前言
之前的博文:Druid.io index_realtime实时任务源码分析 介绍了整个index_realtime任务运行的流程,但是对于某些细节还是没有从源码上分析的很透彻,本文将主要对hand off
这个阶段进行主要分析,说清楚什么是hand off阶段,以及这个阶段做了什么工作
可以先看下官网文档介绍:https://druid.apache.org/docs/0.20.0/design/architecture.html#indexing-and-handoff
简单来说hand off
就是:实时任务完成后的segment文件要经过coordinator加载到historical上,实时任务结束,新segment由historical负责了,要变成历史segment了
源码 + log 说明流程
下面直接进入主题,整个任务结束部分如下图所示,当然包含了所谓的hand off阶段。
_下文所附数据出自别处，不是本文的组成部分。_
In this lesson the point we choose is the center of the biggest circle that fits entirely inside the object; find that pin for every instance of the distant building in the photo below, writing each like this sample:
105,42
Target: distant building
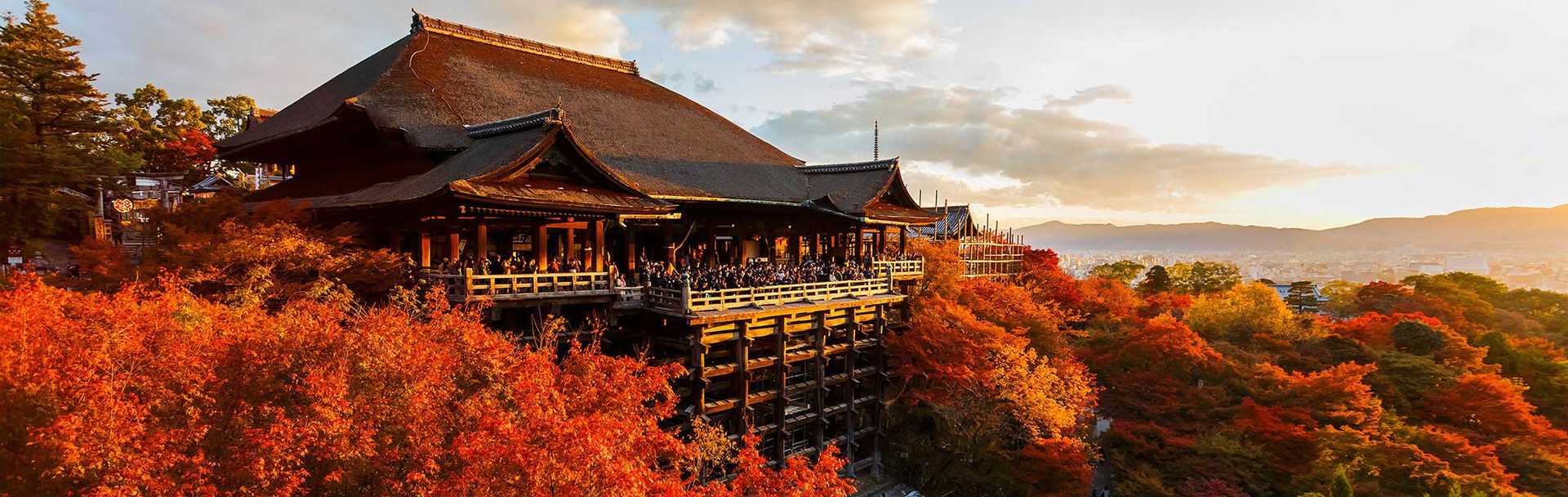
1467,264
借助上图和源码 & log 我们分析下具体的代码逻辑和流程
首先对于tranquility index_realtime实时任务 是通过EventReceiverFirehoseFactory
来接收数据并处理的,这里数据处理时间就是:interval
+ 时间窗口
, 这是tranquility这种pull消费模式特有的,那么过了这个时间窗口即便是再有数据也不会进行处理了,在源码上则是使用定时线程来关闭EventReceiverFirehoseFactory
的,并且任务运行log也直接说明了将会在哪个时间点进行关闭
eg如下:index_realtime_mv2_2020-11-13T08:00:00.000Z_0_0
任务log
2020-11-13T09:00:000Z
+ 10分钟时间窗口 + tranquility的5分钟延迟关闭 就是 2020-11-13T09:15:00.000Z
(具体的源码可见:io.druid.segment.realtime.firehose.TimedShutoffFirehoseFactory.TimedShutoffFirehose
)
确实是到点就"熄火"了, 源码如下
TimedShutoffFirehose(InputRowParser parser, File temporaryDirectory) throws IOException
{
firehose = delegateFactory.connect(parser, temporaryDirectory);
exec = Execs.scheduledSingleThreaded("timed-shutoff-firehose-%d");
exec.schedule(
new Runnable()
{
@Override
public void run()
{
log.info("Closing delegate firehose.");
shutdown = true;
try {
firehose.close();
}
catch (IOException e) {
log.warn(e, "Failed to close delegate firehose, ignoring.");
}
}
},
shutoffTime.getMillis() - System.currentTimeMillis(),
TimeUnit.MILLISECONDS
);
log.info("Firehose created, will shut down at: %s", shutoffTime);
}
回到任务主逻辑(可参看之前的博文): io.druid.indexing.common.task.RealtimeIndexTask#run
run(){
....
try {
toolbox.getDataSegmentServerAnnouncer().announce();
toolbox.getDruidNodeAnnouncer().announce(discoveryDruidNode);
plumber.startJob();
// Set up metrics emission
toolbox.getMonitorScheduler().addMonitor(metricsMonitor);
// Firehose temporary directory is automatically removed when this RealtimeIndexTask completes.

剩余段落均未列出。